KEY INSIGHT: Multimodal AI doesn’t mean the model generates images or audio. It means the model accepts images, audio, or documents as input alongside text — and reasons about them together. The output is still text.
Here’s what each provider supports right now:
| Capability | GPT-4o (OpenAI) | Claude 4 Sonnet (Anthropic) | Gemini 2.5 Flash (Google) |
|---|---|---|---|
| Image input | Yes | Yes | Yes |
| Audio input | No (use Whisper) | No | Yes (native) |
| PDF input | Yes (as images) | Yes (native) | Yes (native) |
| Video input | No | No | Yes (native) |
| Image formats | JPEG, PNG, WEBP, GIF | JPEG, PNG, GIF, WEBP | JPEG, PNG, WEBP, GIF |
| Max image size | 20 MB | 20 MB | 20 MB |
Quick check: If you wanted to send an audio file to an LLM for transcription, which provider supports it natively? (Answer: Gemini. The other two need separate audio APIs.)

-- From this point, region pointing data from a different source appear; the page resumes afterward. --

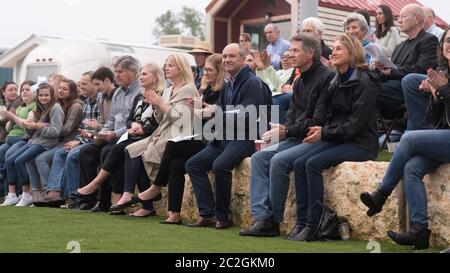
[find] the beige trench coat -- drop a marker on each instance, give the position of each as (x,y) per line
(152,148)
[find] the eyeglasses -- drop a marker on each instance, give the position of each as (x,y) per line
(405,16)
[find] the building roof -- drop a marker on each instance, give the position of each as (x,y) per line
(370,5)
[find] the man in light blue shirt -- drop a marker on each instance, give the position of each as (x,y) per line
(429,25)
(277,45)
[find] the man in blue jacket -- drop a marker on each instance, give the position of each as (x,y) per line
(242,88)
(270,167)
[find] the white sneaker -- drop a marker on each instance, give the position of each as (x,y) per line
(10,200)
(26,200)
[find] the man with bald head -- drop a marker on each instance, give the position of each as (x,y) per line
(429,24)
(413,57)
(242,87)
(277,45)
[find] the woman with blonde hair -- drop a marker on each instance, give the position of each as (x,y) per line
(141,123)
(143,158)
(345,131)
(176,154)
(45,131)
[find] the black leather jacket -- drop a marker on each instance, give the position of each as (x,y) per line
(348,111)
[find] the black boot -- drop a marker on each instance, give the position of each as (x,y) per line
(374,201)
(263,228)
(418,236)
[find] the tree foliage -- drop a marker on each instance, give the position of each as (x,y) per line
(187,22)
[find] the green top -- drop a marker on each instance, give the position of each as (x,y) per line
(21,112)
(274,78)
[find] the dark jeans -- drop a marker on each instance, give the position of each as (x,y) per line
(391,94)
(89,159)
(308,176)
(220,157)
(135,175)
(114,164)
(172,170)
(419,153)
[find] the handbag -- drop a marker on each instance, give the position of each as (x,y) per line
(328,228)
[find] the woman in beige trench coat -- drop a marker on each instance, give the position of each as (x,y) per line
(174,118)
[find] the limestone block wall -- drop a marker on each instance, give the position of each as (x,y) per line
(343,185)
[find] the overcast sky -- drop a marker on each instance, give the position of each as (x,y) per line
(129,21)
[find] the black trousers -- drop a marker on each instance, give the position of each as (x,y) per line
(171,171)
(135,175)
(90,157)
(114,164)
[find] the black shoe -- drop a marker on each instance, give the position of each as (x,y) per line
(447,250)
(204,222)
(85,198)
(223,224)
(374,201)
(306,234)
(73,203)
(296,230)
(418,236)
(134,201)
(100,206)
(86,205)
(149,214)
(262,228)
(50,203)
(179,222)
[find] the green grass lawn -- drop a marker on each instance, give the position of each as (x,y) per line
(50,230)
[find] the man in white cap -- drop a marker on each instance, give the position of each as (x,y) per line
(201,51)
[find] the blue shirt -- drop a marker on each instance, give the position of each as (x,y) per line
(368,57)
(121,105)
(275,51)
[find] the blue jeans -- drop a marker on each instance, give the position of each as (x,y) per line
(41,163)
(64,173)
(283,102)
(260,178)
(14,148)
(15,164)
(220,157)
(416,102)
(419,153)
(308,176)
(9,142)
(280,167)
(391,94)
(136,175)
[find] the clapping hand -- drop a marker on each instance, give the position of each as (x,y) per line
(258,61)
(153,98)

Setting Up: Prerequisites and Base64 Encoding
Prerequisites
- Python version: 3.9+
- Required library: requests
- Install:
pip install requests - API keys: Get them at platform.openai.com/api-keys, console.anthropic.com/settings/keys, or aistudio.google.com/apikey. Store each in an environment variable.

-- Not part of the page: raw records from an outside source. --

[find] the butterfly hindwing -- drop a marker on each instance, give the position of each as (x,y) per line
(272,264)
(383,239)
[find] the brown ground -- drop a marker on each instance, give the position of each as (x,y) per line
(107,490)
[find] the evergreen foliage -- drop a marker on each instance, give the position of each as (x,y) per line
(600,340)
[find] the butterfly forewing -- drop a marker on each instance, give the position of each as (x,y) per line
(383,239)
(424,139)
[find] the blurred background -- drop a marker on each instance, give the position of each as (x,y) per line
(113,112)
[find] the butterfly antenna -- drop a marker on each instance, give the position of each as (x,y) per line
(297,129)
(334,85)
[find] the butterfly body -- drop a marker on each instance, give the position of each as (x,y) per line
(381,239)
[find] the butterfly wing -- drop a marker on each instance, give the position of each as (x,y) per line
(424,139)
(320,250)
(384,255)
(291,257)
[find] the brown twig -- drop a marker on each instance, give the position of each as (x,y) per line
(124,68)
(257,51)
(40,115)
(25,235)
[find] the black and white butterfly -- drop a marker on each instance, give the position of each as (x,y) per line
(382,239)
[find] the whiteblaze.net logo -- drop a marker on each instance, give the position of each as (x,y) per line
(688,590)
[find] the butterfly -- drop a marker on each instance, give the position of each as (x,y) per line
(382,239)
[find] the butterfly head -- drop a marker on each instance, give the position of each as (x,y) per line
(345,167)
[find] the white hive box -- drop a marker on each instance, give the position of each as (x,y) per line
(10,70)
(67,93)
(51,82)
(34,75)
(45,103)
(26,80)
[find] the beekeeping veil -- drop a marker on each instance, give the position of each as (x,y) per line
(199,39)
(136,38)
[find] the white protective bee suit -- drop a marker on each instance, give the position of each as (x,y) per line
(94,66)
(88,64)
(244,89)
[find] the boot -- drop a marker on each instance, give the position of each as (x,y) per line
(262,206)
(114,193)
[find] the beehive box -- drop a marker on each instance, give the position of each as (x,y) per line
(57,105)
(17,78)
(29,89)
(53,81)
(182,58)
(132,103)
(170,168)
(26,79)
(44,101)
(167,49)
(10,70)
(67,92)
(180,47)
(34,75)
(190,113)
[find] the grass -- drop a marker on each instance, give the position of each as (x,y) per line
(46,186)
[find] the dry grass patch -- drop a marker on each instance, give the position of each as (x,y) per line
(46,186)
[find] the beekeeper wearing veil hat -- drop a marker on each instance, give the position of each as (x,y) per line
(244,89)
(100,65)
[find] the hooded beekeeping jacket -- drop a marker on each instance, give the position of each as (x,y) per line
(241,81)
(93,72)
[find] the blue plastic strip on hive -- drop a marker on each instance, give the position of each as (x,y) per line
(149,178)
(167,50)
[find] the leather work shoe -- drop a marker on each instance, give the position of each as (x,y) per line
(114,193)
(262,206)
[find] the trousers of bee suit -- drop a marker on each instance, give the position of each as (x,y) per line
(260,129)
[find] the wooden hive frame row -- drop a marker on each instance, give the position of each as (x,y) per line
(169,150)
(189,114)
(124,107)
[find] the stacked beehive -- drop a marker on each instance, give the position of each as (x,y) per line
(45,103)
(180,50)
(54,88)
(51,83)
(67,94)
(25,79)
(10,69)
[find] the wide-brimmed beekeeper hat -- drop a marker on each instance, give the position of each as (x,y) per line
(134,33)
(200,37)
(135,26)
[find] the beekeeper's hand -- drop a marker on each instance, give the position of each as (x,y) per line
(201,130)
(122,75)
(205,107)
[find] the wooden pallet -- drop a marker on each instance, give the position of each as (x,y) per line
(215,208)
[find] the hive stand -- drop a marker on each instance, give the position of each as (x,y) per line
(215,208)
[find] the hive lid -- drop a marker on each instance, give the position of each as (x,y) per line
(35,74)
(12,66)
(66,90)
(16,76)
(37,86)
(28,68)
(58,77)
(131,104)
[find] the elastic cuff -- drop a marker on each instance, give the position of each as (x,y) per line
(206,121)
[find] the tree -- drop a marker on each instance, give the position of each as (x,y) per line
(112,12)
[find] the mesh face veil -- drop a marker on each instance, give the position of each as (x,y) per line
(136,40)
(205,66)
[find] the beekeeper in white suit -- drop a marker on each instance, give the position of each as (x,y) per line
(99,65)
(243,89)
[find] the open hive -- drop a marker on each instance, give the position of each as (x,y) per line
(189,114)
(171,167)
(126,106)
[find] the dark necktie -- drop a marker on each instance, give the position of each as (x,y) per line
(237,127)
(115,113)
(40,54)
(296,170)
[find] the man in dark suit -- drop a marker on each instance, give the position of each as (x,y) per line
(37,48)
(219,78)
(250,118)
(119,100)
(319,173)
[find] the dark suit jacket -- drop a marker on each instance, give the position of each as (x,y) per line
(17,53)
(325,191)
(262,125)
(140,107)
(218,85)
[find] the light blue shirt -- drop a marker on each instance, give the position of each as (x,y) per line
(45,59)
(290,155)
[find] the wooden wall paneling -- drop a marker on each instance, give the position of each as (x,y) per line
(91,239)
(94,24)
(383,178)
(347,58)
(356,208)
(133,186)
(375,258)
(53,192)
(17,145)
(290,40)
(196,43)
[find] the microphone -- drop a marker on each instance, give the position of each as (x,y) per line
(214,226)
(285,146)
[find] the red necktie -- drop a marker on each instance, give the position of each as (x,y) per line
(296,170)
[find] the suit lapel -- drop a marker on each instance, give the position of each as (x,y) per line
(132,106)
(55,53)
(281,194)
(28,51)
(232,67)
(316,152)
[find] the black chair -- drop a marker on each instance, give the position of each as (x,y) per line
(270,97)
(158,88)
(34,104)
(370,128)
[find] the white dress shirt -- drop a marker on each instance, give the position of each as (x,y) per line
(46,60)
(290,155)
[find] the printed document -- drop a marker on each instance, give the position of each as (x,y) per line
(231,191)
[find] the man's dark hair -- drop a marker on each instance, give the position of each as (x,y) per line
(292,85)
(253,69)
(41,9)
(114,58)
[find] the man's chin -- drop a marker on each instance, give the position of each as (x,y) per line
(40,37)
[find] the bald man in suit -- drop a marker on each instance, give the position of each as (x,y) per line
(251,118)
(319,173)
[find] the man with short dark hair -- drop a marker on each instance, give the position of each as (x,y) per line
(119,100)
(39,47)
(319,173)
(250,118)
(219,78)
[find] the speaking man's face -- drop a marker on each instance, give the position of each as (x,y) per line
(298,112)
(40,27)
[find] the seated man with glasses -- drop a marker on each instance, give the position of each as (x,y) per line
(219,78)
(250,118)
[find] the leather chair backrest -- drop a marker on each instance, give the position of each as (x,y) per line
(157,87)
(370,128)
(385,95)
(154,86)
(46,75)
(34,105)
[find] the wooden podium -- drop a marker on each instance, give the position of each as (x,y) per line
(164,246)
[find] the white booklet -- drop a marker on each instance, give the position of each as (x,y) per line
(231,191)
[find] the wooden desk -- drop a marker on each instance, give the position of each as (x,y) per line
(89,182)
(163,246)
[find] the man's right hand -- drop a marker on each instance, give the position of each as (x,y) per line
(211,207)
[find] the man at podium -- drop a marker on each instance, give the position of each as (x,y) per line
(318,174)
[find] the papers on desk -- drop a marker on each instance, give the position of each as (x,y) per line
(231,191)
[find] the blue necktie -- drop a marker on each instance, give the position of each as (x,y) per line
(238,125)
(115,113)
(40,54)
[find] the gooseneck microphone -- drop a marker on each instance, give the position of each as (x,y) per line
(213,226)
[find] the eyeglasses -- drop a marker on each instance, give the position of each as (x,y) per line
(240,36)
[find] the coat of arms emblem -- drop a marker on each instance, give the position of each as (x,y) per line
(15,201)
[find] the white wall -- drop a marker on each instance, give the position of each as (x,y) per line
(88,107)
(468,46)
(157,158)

- Test image: Any JPEG or PNG on your machine.
- Time to complete: 30-35 minutes
Every multimodal API call starts the same way. You read a file from disk and convert it to base64. Base64 turns binary data (raw image bytes) into a text string that fits inside JSON.

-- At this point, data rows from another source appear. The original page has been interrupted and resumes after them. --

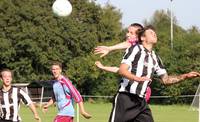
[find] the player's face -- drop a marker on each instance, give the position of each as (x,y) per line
(151,36)
(56,71)
(6,78)
(131,33)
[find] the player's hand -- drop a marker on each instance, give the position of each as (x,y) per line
(44,109)
(99,64)
(192,74)
(37,118)
(103,50)
(86,115)
(142,79)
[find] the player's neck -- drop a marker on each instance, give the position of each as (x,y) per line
(6,88)
(149,47)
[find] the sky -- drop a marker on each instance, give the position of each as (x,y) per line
(187,12)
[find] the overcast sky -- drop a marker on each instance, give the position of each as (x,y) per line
(187,12)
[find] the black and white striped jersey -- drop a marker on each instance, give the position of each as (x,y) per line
(10,103)
(141,62)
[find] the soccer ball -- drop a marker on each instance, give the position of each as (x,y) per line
(62,8)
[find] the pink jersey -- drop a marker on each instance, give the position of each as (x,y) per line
(132,41)
(148,94)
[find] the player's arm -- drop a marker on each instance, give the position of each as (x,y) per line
(49,103)
(27,100)
(83,112)
(33,109)
(167,80)
(123,71)
(104,50)
(106,68)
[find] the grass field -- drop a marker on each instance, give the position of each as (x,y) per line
(100,113)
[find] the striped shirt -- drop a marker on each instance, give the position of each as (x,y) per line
(64,92)
(10,101)
(141,63)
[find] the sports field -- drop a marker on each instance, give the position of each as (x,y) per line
(100,113)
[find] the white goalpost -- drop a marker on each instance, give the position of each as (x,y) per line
(196,102)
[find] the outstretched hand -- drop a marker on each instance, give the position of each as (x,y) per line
(37,118)
(192,74)
(103,50)
(99,64)
(86,115)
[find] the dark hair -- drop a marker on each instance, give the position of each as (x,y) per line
(57,63)
(5,70)
(139,26)
(141,32)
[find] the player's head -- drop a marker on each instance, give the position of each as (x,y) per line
(132,31)
(147,35)
(6,76)
(56,69)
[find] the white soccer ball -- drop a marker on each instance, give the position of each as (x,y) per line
(62,8)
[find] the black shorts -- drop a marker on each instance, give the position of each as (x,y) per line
(2,120)
(130,108)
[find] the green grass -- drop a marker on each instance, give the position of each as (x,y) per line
(100,113)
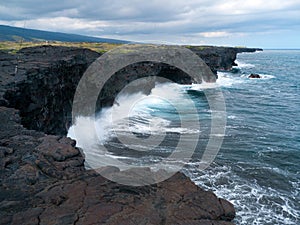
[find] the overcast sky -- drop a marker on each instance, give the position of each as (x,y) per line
(251,23)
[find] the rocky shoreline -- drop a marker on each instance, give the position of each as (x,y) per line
(43,179)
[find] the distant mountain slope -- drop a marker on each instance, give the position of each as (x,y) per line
(8,33)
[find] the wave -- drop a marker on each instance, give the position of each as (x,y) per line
(248,196)
(262,76)
(139,114)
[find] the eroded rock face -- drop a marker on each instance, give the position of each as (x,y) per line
(41,81)
(43,181)
(42,177)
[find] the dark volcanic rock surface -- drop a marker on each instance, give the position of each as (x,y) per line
(43,181)
(42,176)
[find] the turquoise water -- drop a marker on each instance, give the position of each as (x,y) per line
(257,167)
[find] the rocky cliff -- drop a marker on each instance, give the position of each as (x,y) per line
(43,179)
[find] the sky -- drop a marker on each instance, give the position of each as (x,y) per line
(250,23)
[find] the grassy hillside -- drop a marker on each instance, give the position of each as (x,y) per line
(8,33)
(13,46)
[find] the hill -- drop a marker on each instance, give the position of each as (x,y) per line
(9,33)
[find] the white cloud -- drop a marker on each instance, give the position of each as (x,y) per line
(177,20)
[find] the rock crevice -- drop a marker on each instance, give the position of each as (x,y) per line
(42,176)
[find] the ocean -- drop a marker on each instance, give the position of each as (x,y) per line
(257,167)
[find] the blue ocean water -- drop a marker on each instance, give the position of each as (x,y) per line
(258,165)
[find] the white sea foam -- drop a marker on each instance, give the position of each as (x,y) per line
(242,65)
(92,132)
(249,198)
(262,76)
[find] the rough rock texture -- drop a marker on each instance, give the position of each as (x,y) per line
(42,177)
(41,81)
(43,181)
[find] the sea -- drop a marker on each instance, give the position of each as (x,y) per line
(257,166)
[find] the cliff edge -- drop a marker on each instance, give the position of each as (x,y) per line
(43,179)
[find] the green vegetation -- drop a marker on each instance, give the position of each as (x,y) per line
(14,47)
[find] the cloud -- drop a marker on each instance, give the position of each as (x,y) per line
(156,19)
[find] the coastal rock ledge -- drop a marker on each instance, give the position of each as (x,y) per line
(42,174)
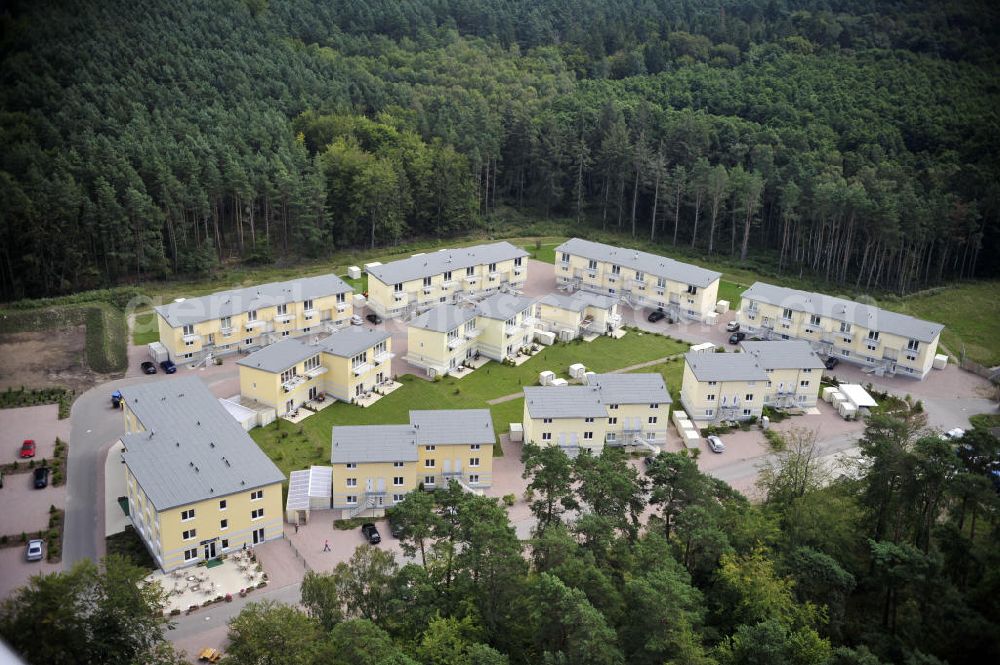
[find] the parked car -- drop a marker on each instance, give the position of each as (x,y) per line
(41,477)
(33,552)
(715,443)
(369,531)
(28,448)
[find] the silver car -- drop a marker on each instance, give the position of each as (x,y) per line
(715,443)
(34,550)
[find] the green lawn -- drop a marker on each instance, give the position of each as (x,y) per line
(298,446)
(145,329)
(969,313)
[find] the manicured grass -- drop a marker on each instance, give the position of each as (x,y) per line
(145,330)
(299,446)
(969,313)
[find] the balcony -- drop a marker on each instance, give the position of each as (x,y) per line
(316,371)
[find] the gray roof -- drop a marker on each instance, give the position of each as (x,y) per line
(237,301)
(453,426)
(352,341)
(564,402)
(725,366)
(373,443)
(841,309)
(192,448)
(578,301)
(435,263)
(651,264)
(443,318)
(784,354)
(280,356)
(503,306)
(645,388)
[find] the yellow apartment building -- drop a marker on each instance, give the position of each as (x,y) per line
(883,342)
(344,366)
(444,337)
(197,485)
(631,410)
(639,279)
(375,466)
(577,315)
(723,386)
(401,288)
(793,372)
(249,318)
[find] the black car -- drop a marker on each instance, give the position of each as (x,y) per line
(369,531)
(41,477)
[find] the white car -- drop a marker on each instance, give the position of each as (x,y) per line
(34,550)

Here’s a helper that handles any file type. It reads in binary mode, encodes to base64, and detects the MIME type from the file extension.
import micropip
await micropip.install(['requests'])
import os
from js import prompt
OPENAI_API_KEY = prompt("Enter your OpenAI API key:")
os.environ["OPENAI_API_KEY"] = OPENAI_API_KEY
ANTHROPIC_API_KEY = prompt("Enter your Anthropic API key:")
os.environ["ANTHROPIC_API_KEY"] = ANTHROPIC_API_KEY
import requests
import base64
import os
import json
def encode_file_to_base64(file_path):
"""Read a file and return its base64 string plus MIME type."""
extension = file_path.rsplit(".", 1)[-1].lower()
mime_map = {
"jpg": "image/jpeg", "jpeg": "image/jpeg",
"png": "image/png", "gif": "image/gif",
"webp": "image/webp", "wav": "audio/wav",
"mp3": "audio/mp3", "pdf": "application/pdf"
}
mime_type = mime_map.get(extension, "application/octet-stream")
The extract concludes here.